The season is in danger for the Wolves, whose fifth consecutive loss dropped them to 16-20, three games back of eighth place in the Western Conference.
As Ridnour pointed out after the game, January is separation month in the NBA. Teams use the time before the All-Star break to set themselves up for a run towards the playoffs. The cream rises to the top and the cellar dwellers assume their position at the bottom.
The injuries to Pek and Shved hurt the Wolves going forward, but they weren't what lost this game. Despite returning home and throwing Ricky Rubio and Derrick Williams into the starting lineup, the Wolves continued the same sloppy, cringe-inducing basketball that earns you a season-long losing streak.
The only team on the court that seemed to care less than the Wolves was the Clippers. Playing without their point guard and leader Chris Paul, the Clippers were playing their third road game in four nights and clearly only wanted to expel as much energy as they absolutely needed to -- which wasn't a whole lot.

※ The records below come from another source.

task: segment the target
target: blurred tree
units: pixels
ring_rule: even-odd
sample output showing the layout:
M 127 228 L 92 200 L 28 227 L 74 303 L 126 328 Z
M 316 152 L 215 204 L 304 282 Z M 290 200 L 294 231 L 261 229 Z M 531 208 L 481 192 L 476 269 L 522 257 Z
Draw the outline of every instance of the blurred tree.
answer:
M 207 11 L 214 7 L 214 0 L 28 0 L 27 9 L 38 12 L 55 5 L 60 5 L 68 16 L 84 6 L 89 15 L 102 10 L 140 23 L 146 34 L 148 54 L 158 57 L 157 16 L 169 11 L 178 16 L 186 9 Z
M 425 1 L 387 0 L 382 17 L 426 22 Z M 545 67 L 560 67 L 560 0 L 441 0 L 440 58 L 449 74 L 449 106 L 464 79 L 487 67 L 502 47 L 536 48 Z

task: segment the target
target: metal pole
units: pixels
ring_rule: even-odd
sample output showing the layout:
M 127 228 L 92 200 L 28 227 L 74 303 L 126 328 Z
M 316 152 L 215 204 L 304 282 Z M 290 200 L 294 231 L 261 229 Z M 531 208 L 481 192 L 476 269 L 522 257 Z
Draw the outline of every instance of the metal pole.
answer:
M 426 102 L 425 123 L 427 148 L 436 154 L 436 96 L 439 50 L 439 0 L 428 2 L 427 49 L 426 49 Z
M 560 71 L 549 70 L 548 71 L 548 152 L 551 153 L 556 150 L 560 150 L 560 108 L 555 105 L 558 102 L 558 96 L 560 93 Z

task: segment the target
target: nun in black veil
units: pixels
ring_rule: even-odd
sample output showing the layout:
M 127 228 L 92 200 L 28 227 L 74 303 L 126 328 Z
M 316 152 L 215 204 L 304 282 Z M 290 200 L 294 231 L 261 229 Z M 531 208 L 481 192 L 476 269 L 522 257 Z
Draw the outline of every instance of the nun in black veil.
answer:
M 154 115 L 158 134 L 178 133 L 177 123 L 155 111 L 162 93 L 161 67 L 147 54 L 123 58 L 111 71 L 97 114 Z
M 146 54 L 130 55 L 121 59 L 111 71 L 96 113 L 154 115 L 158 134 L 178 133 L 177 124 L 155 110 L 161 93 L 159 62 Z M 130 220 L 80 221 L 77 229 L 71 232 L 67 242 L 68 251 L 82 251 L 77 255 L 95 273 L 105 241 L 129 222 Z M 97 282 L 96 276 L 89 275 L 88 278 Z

The shooting was atrocious. If it weren't for Luke Ridnour and his 21 points, they might have called this one at halftime. Rubio (2 of 9), Pekovic (1 of 8) and Williams (3 of 9) shot a combined 6 of 25. The bench was a combined 8 of 30.
"We are in the middle of storm," acting head coach Terry Porter said. "This is like a perfect storm right now in regards to the games playing out the same."
The players continue to say the right things and not point fingers, but frustration is mounting. The high expectations for this season combined with the perfect storm of injuries have left the Wolves at a crossroads of sorts.
"Tough times right now," JJ Barea said. "We just need to stay together and come back out on Saturday and change it up."
Stick together and weather the storm, or fall apart and watch the once promising season circle the drain.
It isn't only the games this season that are reminiscent of one another. This is an eerily similar situation that played out last season. The Wolves were in playoff contention. Then, they lost Rubio, a few more injuries stacked up and they waved the white flag.
Now, even earlier than last season, the Wolves have lost a star in Love, have plenty of other injuries and find themselves needing to pull together or have the franchise's NBA-long playoff drought extend to nine seasons.
The Wolves have hung up five straight lifeless losses on the board and continue to slip further away from contention. They need to snap the losing streak and find the right formula soonm or they won't be playing for a spot in the postseason. They'll be playing for ping pong balls in the draft lottery.